ALASKA DAILY - “Pilot” – After a fall from grace,...

ALASKA DAILY - “Pilot” – After a fall from grace, fiercely talented and award-winning investigative journalist Eileen Fitzgerald leaves her high-profile New York life behind to join a daily metro newspaper in Anchorage. Her journey to find both personal and professional redemption begins on the series premiere of “Alaska Daily,” THURSDAY, OCT. 6 (10:01-11:00 p.m. EDT), on ABC. (ABC/Darko Sikman) HILARY SWANK Credit: ABC/Darko Sikman

SERIES "Alaska Daily"

WHEN|WHERE Premieres Thursday at 10:01 p.m. on ABC/7

WHAT IT'S ABOUT Eileen Fitzgerald (Hilary Swank), an out-of-work New York newspaper star, is lured to a struggling Anchorage newspaper, the Daily Alaskan, by her old boss, Stanley Cornik (Jeff Perry) to enlist her help investigating a major local story. The abrasive newcomer is hardly met there with open arms. "Alaska Daily" was created by Tom McCarthy, who directed and co-wrote 2015's Oscar-winning "Spotlight," about The Boston Globe's investigative unit. 

MY SAY TV networks rarely do series about newspapers because (ready for this?) most viewers don't really care for TV series about newspapers. Nor do they do many scripted TV series set in Alaska because (ready for this?) not enough potential viewers live there. Yet here we have "Alaska Daily," a veritable square peg in a certifiable round hole. What gives?

What gives is that the old rules no longer apply, nor should they. A series about land disputes in Montana didn't exactly present itself as Nielsen magic either, yet "Yellowstone '' is cable TV's reigning champ. And like real estate, TV now is all about location, location, location, although Alaska is but one of two stars here. The other (Swank) has won a pair of Oscars, and hasn't appeared in a broadcast network TV series in little over 20 years. Together they ensure tune-in, or at least should. (That old rule still applies.)
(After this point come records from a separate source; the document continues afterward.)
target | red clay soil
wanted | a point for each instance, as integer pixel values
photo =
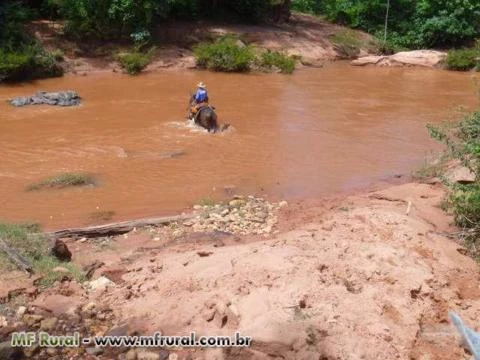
(369, 276)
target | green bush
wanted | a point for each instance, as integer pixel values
(31, 62)
(307, 6)
(225, 54)
(463, 144)
(285, 63)
(411, 23)
(135, 61)
(107, 18)
(463, 59)
(63, 180)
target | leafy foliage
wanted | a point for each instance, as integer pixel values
(463, 59)
(63, 180)
(411, 23)
(225, 54)
(29, 62)
(135, 61)
(307, 6)
(463, 143)
(285, 63)
(20, 56)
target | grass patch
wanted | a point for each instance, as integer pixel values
(226, 54)
(133, 62)
(63, 180)
(274, 59)
(463, 59)
(27, 240)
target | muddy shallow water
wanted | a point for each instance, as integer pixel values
(310, 134)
Those who do tune in will see a particularly sharp pilot that also builds a plausible character study in local print journalism, circa 2022. Downsized nearly to oblivion, the Daily Alaskan is making one last stand in a suburban strip mall, sandwiched between a travel agency and insurance outlet. Its reporters are too young and too green to know that while the First Amendment may guarantee freedom of the press, it hardly guarantees the freedom to keep on printing. 

They drift by the newsroom tote board to see how their stories are performing online — the de facto performance gauge in any city room these days — while struggling with the existential plight of diminishing returns. It's left to Eileen to remind them (and us) that those returns do still make a difference: "We don't do this job to be liked," she says. "We do it because it matters." Yes, "Alaska Daily'' is the story of her redemption, but also the story of local journalism's redemption — assuming, of course, that it's not too late for such a story.

"Alaska Daily'' plunges right into a real-world tragedy — missing Indigenous women. Eileen is paired with a reporter of Native descent, whose cousin also went missing, and they're on the trail of the kidnapper. After two episodes (those made available for review), it's impossible to say whether "Alaska Daily'' will succumb to the "white savior" trope, but the show does make the case that journalism has an important role to play (along with law enforcement) in tragedies like this. 

 Will the newspaper crack the case? This is prime-time TV — what do you think? Nevertheless, there is a lament at the heart of this newcomer: Unless owners and readers support investigative journalism like this, maybe it won't after all.

 BOTTOM LINE A true rarity — a sharply drawn portrait of local journalism.